И тут явилась к нему мысль, которая показалась ему сначала чересчур наглой, но мысль эта постучалась снова, и он подумал: «А почему бы и нет?»
Оглянувшись на дверь, он присел на корточки у Васькиной тумбочки и стал перебирать всякое барахло. Копаться долго не пришлось, потому что Чеглинцев сразу увидел зеленую коробочку с потертыми боками. Все же Ваську, видимо, огорошило его, Чеглинцева, решение, он выскочил за горючим, забыв спрятать коробку, а он всегда прятал ее или прихватывал с собой. В коробке этой, похожей на орденскую, обтянутой внутри желтым бархатом, он держал ключи от чемоданов, не хрупкие, будто из фольги, а крепкие, корявые, им самим сработанные на совесть для самодельных же замков.
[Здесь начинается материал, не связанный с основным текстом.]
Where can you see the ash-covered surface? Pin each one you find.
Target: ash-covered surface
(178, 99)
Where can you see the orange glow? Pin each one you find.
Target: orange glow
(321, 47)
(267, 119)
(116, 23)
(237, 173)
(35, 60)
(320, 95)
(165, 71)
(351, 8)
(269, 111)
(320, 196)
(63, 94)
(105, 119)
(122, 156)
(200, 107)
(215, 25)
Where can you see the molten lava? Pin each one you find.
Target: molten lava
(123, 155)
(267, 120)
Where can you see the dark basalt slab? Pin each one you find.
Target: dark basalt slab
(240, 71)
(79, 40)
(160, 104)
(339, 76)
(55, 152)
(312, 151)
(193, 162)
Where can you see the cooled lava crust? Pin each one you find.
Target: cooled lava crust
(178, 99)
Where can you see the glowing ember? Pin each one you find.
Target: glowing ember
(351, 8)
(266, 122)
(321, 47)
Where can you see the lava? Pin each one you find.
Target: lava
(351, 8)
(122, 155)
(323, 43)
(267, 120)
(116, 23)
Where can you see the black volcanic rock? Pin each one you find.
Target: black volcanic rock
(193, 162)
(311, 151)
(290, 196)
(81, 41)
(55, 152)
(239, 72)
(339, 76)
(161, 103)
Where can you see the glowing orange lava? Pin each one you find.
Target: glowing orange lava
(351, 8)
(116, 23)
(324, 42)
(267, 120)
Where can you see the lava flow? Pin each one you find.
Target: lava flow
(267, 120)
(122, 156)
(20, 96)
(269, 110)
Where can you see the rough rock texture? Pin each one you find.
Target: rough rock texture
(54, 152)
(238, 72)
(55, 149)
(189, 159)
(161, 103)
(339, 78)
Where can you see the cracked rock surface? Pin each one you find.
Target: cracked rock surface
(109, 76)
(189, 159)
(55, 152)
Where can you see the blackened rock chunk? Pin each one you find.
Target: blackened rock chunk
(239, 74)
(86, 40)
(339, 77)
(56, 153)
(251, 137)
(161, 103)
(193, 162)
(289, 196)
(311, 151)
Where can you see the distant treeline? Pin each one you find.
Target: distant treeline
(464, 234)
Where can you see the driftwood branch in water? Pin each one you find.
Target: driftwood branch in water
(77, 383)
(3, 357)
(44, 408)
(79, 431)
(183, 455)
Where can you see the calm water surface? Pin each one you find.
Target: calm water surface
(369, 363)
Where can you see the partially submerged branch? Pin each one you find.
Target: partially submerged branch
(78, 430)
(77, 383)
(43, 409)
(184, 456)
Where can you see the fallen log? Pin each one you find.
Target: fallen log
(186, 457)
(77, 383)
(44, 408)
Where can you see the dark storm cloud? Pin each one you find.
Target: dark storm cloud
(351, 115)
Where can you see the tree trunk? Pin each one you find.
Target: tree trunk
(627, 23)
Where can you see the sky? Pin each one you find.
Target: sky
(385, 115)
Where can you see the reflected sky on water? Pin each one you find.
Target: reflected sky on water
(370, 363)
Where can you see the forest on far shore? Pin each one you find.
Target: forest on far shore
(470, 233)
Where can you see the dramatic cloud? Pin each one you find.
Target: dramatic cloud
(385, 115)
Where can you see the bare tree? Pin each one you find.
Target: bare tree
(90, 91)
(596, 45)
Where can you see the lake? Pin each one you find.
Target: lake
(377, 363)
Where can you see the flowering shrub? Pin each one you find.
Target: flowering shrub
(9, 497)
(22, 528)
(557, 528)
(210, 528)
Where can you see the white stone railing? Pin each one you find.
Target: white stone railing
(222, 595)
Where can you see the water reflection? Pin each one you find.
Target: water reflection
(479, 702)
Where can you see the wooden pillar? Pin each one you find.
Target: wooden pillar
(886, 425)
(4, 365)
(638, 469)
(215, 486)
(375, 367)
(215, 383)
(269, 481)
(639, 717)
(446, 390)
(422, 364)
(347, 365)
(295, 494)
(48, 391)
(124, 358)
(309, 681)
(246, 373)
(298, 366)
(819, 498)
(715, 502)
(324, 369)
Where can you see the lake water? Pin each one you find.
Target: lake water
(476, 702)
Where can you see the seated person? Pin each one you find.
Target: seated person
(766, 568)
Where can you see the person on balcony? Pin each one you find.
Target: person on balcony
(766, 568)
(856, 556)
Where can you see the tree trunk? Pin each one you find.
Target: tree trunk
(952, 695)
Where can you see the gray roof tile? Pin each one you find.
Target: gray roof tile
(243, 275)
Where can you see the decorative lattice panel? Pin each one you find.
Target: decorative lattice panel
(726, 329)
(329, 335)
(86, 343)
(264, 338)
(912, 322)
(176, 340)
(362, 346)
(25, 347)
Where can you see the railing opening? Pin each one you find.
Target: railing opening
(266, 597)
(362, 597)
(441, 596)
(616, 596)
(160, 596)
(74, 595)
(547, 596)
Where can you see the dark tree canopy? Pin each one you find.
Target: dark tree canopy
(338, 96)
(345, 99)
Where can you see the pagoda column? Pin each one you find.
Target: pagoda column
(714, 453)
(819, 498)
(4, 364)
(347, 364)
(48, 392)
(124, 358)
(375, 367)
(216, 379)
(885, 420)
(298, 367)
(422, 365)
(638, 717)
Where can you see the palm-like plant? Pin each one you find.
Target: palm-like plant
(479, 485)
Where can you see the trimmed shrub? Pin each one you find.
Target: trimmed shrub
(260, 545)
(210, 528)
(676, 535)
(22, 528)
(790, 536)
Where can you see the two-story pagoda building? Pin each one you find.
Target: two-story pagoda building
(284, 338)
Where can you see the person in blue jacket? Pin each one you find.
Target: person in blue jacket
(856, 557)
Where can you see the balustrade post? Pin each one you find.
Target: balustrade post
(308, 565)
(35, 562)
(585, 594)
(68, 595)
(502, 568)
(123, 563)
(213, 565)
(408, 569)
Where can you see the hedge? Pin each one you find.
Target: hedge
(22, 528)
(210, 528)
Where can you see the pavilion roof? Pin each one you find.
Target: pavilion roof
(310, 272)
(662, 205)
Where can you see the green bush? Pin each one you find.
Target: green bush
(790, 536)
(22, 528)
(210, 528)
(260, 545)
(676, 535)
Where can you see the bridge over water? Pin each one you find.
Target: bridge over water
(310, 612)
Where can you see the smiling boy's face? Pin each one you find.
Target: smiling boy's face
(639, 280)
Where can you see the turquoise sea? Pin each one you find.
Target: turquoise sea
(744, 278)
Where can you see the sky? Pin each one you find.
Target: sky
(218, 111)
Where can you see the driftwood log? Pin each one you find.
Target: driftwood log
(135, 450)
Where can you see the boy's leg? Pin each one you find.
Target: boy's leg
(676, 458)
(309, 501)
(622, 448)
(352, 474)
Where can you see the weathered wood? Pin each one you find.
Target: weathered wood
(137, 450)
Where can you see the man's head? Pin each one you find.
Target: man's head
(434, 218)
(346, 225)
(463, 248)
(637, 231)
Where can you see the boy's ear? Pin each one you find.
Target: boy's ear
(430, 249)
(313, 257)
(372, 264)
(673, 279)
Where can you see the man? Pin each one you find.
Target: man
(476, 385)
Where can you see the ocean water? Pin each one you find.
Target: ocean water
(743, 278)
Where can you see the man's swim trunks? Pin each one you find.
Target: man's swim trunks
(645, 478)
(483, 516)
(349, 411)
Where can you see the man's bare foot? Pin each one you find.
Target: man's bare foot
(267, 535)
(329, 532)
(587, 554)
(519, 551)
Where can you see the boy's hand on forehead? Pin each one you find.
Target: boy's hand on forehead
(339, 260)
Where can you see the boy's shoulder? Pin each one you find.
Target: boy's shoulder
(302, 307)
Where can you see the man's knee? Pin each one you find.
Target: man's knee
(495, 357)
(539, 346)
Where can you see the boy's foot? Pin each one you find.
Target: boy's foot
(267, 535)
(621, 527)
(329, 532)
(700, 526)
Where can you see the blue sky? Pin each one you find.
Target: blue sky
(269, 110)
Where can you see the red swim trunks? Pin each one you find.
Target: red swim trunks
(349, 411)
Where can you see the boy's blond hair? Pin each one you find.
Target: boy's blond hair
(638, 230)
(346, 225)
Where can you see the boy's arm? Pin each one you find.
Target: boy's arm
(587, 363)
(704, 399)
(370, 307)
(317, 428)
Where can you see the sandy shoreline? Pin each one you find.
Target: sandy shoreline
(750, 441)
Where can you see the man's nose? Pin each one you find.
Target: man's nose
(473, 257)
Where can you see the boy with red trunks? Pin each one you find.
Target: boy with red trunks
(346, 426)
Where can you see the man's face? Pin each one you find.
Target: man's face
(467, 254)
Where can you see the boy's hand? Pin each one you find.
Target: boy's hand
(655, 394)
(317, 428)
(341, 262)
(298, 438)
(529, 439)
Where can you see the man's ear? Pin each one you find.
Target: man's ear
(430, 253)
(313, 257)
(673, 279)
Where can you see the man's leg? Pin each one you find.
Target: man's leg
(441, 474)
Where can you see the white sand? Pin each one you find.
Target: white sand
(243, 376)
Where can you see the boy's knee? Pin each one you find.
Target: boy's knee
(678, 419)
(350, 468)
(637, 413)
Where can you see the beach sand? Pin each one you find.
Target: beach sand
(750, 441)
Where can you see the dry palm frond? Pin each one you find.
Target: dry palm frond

Ключи эти Чеглинцев знал и без труда отыскал нужный. «Надо же! – удивлялся он. – Как же это Васька так поторопился!»
Он вытащил из-под кровати средний Васькин чемодан, не без волнения, оглядываясь все на дверь, отомкнул его и под рубашками, тряпками, нательным бельем, новым и старым, самолично Васькой отштопанным и отстиранным, покопавшись, на дне чемодана обнаружил тот самый мешочек.
Чеглинцев взял мешочек, выпрямился, не глядя, ногой затолкал чемодан под кровать, а сам все прощупывал пальцами шершавую плотную ткань мешочка, все мял ее, и казалось ему, что желтоватый песок, сыпучая драгоценность, поскрипывает от удовольствия или испуга. Вспомнил Чеглинцев жестокую жару амыльского лета, обкорябанные лотки, радость в Васькиных глазах и опять сказал самому себе с обидой и решимостью: «Ах так!» Он ткнул ногой в чемоданный бок снова, чтобы спрятался чемодан и не вызывал преждевременных подозрений, закрыл за собой дверь, с силой, но и аккуратно, и, сунув руки в карман, независимый и небрежный, двинулся по коридору, а потом и по улице.